Over the last 50 years, gay characters in films have gone from novelty (the eccentric but ultimately unhappy neighbor who befriends the straight protagonist, à la Murray Melvin in A Taste of Honey) to stereotypical images of decadence, if not outright villainy (think Shelley Winters in Cleopatra Jones), to proud (but often still tragic) political mouthpieces. It's a sign of just how much things have changed in the last generation that the characters in the films of this year's QFest aren't zany novelties, over-the-top caricatures or ideological straw figures. They're simply gay characters with stories worth telling, and they're refreshingly diverse even within the context of a festival where diversity is a given.
Take the titular heroine of the opening film Becks. Played by Lena Hall, she's an aspiring singer-songwriter whose life takes a U-turn when she leaves an unfaithful partner and returns to the safety of her childhood home. Goodbye New York; hello Maplewood! Living with her not entirely open-minded mother (Christine Lahti), she reluctantly rediscovers a life she thought she'd outgrown — and even starts to like it, thanks to a weekend singing gig at an old friend's bar and a chance to give guitar lessons to Elyse (Mena Suvari), the wife of an old high-school enemy.
Suvari and Lahti are good, but Hall, a Tony Award nominee, carries the film with her singing and her endearingly laid-back performance. St. Louis audiences, though, may be more impressed with the mostly on-target bits of local color. Written and directed by former locals Elizabeth Rohrbaugh and Dan Powell (who also plays Becks' bartender friend), Becks is a portrait of someone who feels like an outsider even in her own hometown. It's not because she's gay; it's because she's stuck in a place where people can't stop talking about Cardinals baseball and where they went to high school.
Becks represents a generation of gay women and men coming out in a time where their sexuality is relatively accepted, even in God-fearing Cardinal Nation. For Sam Cooper, the neurotic hero of After Louie, that's a difficult thing to accept. As played the incomparable Alan Cumming, Sam is a veteran of the 1980s AIDS scare, and he's a little resentful of younger men who didn't share those dark days. An artist, he's nostalgic for his time as an activist, obsessing over a memorial to a friend who died three decades earlier, and frustrated by friends who no longer dwell in the past.
When he begins a purely physical relationship with Braeden (Zachary Booth), his bitterness and sense of mortality escalate, alienating his friends and forcing him to re-evaluate a lifetime of political awareness. After Louie is a spotty but ambitious film, a digest of four decades of gay culture held together by Cumming's irresistibly cranky charm (and New York accent).
Finally, for a valuable lesson in American history, The Lavender Scare describes how homosexuals were systematically removed from government jobs and the military for being "security risks" during the Cold War era, despite not a single case of a gay man or woman ever being accused of turning over government secrets or being blackmailed over their sexuality.

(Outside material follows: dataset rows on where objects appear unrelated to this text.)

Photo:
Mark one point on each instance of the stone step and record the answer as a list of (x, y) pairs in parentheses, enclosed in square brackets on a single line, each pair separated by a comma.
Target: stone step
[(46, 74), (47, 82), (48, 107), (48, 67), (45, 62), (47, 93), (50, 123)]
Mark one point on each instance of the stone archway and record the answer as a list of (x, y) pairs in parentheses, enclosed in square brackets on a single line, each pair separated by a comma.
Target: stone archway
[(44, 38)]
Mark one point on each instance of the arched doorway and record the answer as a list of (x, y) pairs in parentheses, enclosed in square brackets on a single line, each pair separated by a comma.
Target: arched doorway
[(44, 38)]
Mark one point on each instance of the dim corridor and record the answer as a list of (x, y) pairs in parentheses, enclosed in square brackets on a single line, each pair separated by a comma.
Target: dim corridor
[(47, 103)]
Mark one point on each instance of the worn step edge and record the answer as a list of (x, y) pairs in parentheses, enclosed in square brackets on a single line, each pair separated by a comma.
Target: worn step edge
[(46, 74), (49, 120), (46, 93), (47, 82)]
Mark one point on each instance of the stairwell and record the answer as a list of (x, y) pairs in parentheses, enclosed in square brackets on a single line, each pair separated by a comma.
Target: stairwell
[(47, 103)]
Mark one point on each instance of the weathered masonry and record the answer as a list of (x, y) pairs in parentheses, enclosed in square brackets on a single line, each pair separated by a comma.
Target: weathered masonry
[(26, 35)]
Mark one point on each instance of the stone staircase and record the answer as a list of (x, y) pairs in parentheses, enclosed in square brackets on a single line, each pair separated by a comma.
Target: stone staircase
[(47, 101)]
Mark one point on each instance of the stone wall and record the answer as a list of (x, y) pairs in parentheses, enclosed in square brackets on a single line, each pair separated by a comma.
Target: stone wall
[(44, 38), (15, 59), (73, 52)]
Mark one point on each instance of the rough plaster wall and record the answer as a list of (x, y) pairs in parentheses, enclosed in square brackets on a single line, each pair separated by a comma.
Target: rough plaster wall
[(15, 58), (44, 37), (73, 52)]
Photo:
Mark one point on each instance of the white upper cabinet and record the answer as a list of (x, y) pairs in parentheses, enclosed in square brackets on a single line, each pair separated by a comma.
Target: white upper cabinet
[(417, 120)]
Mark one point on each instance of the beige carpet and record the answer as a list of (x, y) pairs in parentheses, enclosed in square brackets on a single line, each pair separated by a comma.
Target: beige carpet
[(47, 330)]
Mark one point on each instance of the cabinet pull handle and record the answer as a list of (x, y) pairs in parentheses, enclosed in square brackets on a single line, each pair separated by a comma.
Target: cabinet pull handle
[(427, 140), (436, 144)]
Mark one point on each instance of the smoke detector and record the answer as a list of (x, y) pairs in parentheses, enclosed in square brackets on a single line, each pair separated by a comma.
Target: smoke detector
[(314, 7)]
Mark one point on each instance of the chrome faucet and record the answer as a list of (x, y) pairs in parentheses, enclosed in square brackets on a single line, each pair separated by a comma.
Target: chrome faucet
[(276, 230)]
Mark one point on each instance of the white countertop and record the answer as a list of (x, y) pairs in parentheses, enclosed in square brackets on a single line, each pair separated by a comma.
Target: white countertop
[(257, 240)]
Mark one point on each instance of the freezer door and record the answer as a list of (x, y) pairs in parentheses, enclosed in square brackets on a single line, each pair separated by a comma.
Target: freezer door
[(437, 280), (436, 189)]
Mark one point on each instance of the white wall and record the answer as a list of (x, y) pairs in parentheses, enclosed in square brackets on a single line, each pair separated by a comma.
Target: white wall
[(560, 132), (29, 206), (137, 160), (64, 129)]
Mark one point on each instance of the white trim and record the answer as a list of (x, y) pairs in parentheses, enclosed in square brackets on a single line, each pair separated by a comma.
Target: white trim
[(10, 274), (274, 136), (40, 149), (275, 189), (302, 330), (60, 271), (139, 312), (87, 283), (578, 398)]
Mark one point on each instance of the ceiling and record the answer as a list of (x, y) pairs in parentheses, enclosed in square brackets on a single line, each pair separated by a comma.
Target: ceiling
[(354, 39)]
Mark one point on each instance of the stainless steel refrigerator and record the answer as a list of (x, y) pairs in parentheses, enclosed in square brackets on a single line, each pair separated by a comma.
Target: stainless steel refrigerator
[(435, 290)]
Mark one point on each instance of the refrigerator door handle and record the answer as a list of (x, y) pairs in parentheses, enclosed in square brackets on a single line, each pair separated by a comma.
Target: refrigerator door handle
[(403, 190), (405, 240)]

Directed by Josh Howard and based on a book by David Johnson, it's a fast-paced, disturbing depiction of small-mindedness turned into political edict. Told in the Ken Burns style, with letters and diaries read by Cynthia Nixon and Zachary Quinto, among others, The Lavender Scare is a capsule history of Cold War hysteria and a classic example of a political witch hunt. Stories of careers cut short and loyal Americans driven to suicide are recounted by those who suffered the sanctioned persecution, as well as by the bureaucrats who wielded the brooms.
And if you think these stories of ruined careers and lives are just tales from a less enlightened time, stick around to the very end for a footnote about how the State Department — and the current White House — have addressed this chapter of history. Short answer: a dignified apology from one administration, a typically crass response from another.